Après avoir eu accès aux procès-verbaux, interviewé des témoins oculaires et visionné les rares vidéos disponibles, il avance « en toute confiance », tient-il à préciser, que dans 85% des cas, il s’agit d’exécutions sommaires. « Selon nos recherches, les soldats visent les organes vitaux, et alors qu’ils ne sont pas en situation de légitime défense. Dans de nombreux cas, les assaillants palestiniens étaient déjà neutralisés, mais les militaires ont continué à leur tirer dessus : ce qui veut dire qu’il existe une politique du "tirer pour tuer" », certifie Tahseen Ellayyan.
Human Rights Watch dénonce un permis de tuer délivré aux soldats qui ne sont pas en situation de danger par de hauts responsables de l’armée et de la police israéliennes. Une tolérance zéro serait-elle prônée par la hiérarchie des forces de l’ordre ? L’armée israélienne s’en défend et affirme respecter le droit : « Les militaires évoluent dans une réalité complexe et font face à des attaques terroristes qui les obligent à agir comme nécessaires pour neutraliser les menaces imminentes, si bien pour leurs vies que pour celles des civils qu’ils s’efforcent de protéger », déclare le porte-parole des Forces de défense d’Israël avant de rajouter « que chaque cas suspect fait l’objet d’une enquête et que les militaires ont pour mission de préserver soigneusement les pièces à conviction ». Pourtant, les procureurs israéliens qui ont aussi enquêté de leur côté ont remarqué que les pièces à conviction étaient bien souvent contaminées par les soldats.
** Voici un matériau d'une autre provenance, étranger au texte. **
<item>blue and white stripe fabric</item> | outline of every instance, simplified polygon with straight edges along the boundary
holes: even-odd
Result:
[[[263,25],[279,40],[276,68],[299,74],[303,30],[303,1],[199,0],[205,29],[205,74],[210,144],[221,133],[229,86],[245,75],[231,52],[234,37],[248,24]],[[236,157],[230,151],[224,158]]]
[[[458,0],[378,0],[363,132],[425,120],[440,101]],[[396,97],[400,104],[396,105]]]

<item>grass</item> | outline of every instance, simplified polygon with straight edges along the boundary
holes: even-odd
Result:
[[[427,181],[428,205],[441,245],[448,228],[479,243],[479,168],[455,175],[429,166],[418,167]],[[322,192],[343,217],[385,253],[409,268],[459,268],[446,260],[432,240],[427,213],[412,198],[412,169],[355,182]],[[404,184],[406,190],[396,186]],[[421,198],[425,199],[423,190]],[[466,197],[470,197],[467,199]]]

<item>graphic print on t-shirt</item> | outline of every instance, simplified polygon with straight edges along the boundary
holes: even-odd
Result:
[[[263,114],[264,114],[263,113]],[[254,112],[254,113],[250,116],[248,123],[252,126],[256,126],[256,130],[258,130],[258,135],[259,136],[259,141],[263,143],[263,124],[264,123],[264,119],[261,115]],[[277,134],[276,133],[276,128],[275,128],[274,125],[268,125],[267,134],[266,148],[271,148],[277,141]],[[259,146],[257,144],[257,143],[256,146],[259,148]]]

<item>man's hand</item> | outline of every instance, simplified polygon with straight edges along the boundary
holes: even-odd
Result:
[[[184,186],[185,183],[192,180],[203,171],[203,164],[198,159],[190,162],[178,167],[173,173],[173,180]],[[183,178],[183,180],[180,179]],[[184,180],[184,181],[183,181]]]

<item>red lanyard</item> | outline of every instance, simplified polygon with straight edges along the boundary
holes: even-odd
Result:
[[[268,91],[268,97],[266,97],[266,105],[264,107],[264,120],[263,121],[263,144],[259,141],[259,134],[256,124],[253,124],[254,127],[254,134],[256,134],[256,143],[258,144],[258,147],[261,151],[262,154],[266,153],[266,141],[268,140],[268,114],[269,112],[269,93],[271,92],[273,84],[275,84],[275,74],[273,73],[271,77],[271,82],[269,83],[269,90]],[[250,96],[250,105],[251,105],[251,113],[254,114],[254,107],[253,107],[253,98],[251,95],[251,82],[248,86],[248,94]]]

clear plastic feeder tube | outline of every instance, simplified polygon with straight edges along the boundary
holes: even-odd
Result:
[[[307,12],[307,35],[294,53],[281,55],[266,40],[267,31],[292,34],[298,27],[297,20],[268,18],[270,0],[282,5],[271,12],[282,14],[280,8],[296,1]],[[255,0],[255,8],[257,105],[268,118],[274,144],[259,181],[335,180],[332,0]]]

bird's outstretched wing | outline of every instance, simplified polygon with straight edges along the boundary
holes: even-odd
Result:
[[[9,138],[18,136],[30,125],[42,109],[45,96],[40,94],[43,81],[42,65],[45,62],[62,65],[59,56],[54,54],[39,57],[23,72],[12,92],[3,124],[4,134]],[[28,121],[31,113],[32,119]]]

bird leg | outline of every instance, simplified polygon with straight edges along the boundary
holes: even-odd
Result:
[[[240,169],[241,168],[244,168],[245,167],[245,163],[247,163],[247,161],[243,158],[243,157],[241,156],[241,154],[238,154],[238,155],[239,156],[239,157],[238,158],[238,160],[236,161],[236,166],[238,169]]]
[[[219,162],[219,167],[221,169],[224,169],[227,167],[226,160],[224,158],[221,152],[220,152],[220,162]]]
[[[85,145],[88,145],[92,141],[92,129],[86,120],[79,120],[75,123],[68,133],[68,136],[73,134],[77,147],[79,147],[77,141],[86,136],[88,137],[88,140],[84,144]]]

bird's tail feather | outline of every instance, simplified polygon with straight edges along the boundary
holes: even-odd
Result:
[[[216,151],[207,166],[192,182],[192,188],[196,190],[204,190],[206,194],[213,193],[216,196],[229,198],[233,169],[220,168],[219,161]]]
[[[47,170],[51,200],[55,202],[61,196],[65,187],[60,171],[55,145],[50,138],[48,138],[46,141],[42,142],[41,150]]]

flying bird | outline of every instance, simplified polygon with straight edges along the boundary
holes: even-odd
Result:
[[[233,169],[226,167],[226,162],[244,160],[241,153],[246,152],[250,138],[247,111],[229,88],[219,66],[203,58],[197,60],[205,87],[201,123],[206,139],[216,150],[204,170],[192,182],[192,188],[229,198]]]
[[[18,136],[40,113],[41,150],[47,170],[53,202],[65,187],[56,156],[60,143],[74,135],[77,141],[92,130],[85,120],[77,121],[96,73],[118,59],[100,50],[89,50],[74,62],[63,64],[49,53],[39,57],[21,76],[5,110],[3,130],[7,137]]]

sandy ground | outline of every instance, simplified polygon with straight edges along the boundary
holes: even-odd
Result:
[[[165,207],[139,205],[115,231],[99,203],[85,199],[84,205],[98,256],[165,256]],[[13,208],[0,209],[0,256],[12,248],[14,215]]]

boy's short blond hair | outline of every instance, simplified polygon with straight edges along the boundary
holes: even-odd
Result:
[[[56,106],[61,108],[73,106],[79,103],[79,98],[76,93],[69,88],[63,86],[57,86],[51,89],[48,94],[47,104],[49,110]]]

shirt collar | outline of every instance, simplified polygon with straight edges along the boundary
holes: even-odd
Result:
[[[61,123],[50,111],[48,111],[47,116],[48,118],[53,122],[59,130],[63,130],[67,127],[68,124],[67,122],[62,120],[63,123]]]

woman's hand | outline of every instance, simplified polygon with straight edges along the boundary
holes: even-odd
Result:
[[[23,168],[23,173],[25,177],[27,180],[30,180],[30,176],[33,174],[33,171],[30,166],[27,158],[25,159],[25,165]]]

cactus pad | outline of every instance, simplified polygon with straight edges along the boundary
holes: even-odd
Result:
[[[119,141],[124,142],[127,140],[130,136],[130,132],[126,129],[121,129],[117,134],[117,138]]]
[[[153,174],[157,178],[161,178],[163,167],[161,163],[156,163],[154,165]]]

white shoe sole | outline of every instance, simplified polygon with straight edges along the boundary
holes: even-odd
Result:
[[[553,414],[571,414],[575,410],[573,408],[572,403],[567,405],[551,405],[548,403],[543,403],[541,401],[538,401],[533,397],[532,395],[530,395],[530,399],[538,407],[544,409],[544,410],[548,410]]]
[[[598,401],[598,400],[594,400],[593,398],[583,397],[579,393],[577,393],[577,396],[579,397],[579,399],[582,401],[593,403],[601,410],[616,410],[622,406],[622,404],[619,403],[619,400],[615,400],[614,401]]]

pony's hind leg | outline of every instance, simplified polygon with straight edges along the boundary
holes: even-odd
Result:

Selon un rapport auquel le quotidien israélien Haaretz a eu accès, les magistrats ont remarqué qu’il était difficile de retracer le déroulé des faits après une attaque. Ce qui pourrait mettre en difficulté l’Etat hébreu devant une cour de justice étrangère.
97% des 150 affaires suivies de près par les organisations de défense des droits de l’homme ont été classées sans suite. Elles comptent saisir prochainement la Cour pénale internationale pour obtenir justice sur ces dossiers. Ce que l’on nomme « Intifada des couteaux » a déjà coûté la vie à près de 250 Palestiniens et 35 Israéliens.